While the details about each incident are sparse, it is clear there are three things that could have prevented each one of the fatalities.
Learn how to paddle with proper technique. These days it is easy to stand and maintain balance on a paddle board. What is more difficult is mastering proper paddling technique. Anyone can drift along with the current or downwind. To paddle against or across a little current and/or wind requires some level of proficiency. Paddle boarders that do not know how to paddle correctly end up going nowhere (i.e., fail to make forward progress). Poor technique also leads to fatigue. With good technique, you are able to paddle in a straight line to get from point A to B as opposed to wasting energy zig-zagging. Using too much arm strength and rowing as opposed to using your legs and entire upper body for power can also lead to fatigue.
Wear a PFD. This means do not store the PFD on your paddle board in the bungees. Instead, wear it. Today’s inflatable PFD belts are small and light weight as opposed to the bulky and hot traditional vests. While your paddle board is your primary flotation device, the PFD will be there should you get separated from your board.
Wear a SUP leash. The SUP leash keeps you connected to a large flotation device.

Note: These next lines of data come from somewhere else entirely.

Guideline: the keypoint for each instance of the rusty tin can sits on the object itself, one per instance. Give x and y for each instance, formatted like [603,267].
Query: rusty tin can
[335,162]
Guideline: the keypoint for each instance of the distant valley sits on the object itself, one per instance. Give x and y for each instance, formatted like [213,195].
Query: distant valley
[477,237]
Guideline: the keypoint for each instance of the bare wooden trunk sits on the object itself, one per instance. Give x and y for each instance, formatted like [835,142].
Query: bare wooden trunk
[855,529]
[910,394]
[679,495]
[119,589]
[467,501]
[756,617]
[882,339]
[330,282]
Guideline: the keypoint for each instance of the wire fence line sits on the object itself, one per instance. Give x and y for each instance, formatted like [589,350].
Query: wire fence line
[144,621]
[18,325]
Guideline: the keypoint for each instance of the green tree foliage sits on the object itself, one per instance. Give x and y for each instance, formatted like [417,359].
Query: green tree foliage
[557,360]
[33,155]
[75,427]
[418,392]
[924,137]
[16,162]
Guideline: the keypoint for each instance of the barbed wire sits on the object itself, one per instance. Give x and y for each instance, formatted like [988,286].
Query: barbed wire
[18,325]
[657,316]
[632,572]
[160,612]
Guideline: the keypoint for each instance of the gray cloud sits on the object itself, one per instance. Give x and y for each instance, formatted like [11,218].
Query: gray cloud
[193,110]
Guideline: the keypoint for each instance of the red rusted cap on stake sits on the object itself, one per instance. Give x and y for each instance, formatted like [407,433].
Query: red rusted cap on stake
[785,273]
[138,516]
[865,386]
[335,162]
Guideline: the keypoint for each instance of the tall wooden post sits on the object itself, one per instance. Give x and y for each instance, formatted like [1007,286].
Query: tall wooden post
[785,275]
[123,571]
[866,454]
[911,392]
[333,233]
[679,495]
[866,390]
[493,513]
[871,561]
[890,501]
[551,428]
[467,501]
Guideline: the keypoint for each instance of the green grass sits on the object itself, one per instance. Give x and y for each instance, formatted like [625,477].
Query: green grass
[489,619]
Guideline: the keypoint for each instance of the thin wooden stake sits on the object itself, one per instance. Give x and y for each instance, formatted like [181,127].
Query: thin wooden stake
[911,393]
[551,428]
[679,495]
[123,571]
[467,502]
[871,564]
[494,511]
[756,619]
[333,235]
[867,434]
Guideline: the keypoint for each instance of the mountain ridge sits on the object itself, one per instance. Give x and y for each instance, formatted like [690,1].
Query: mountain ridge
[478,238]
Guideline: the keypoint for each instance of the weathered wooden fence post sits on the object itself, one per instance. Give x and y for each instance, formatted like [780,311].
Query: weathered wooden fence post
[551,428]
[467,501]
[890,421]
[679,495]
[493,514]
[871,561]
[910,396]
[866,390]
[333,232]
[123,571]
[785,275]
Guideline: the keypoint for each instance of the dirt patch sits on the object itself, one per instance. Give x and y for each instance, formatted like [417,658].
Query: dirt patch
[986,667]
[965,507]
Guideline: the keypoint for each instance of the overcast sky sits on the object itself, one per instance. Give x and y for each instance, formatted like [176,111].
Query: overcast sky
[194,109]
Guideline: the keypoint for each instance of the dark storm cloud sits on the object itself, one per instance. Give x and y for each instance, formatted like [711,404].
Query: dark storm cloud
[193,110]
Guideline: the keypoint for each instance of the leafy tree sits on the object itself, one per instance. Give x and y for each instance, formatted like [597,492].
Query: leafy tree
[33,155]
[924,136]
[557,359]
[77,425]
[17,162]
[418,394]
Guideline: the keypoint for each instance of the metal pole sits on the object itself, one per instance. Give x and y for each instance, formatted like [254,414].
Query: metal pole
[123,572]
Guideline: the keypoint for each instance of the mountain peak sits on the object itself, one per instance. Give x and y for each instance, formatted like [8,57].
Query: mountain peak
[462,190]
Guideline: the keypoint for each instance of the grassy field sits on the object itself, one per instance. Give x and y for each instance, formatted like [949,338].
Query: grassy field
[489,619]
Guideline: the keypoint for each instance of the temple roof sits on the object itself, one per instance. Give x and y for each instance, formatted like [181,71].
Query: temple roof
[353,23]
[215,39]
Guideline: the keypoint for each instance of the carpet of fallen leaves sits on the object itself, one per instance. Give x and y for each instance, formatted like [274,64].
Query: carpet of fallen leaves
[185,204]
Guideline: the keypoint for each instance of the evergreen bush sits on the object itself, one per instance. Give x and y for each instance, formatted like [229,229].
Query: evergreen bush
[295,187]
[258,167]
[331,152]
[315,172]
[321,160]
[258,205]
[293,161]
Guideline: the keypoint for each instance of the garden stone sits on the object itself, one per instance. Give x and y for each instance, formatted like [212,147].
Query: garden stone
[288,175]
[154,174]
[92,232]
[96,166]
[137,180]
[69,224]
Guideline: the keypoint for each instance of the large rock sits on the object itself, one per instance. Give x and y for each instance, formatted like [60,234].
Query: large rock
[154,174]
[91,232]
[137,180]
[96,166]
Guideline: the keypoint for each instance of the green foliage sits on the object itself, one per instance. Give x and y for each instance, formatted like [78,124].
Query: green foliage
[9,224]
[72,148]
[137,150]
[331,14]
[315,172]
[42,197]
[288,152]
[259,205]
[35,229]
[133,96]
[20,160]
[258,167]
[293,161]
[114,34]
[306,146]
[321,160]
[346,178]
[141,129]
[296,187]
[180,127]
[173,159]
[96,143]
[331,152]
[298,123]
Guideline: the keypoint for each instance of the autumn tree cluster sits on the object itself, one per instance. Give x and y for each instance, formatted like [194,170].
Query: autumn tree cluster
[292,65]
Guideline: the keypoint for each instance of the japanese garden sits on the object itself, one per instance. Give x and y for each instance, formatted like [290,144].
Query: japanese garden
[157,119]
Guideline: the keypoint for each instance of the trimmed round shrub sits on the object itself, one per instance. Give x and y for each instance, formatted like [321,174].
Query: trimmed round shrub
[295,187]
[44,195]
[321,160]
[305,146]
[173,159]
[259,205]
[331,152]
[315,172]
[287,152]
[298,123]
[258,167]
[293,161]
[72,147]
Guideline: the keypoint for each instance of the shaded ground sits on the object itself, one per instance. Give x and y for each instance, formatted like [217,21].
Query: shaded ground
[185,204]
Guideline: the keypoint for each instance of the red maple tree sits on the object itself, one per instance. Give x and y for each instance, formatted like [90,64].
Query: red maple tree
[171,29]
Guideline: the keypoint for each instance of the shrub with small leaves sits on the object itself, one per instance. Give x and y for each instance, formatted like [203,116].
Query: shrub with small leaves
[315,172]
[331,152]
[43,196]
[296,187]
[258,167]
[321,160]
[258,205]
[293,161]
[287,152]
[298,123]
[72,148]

Secure it to your ankle or knee and you will spend more time paddling instead of swimming. You can purchase one for around $20. In addition to protecting you, the SUP leash also protects other people in the water from being hit with your paddle board. A SUP leash can also keep your paddle board from being damaged by preventing it from hitting rocks, piers, pylons, etc. A $20 investment to help protect you and a $1500 paddle board seems like a no-brainer.
Paddle boarding is a great way to get people out on the water. It is a safe and healthy sport. That said, there are a few basic steps you must take to stay safe when paddle boarding.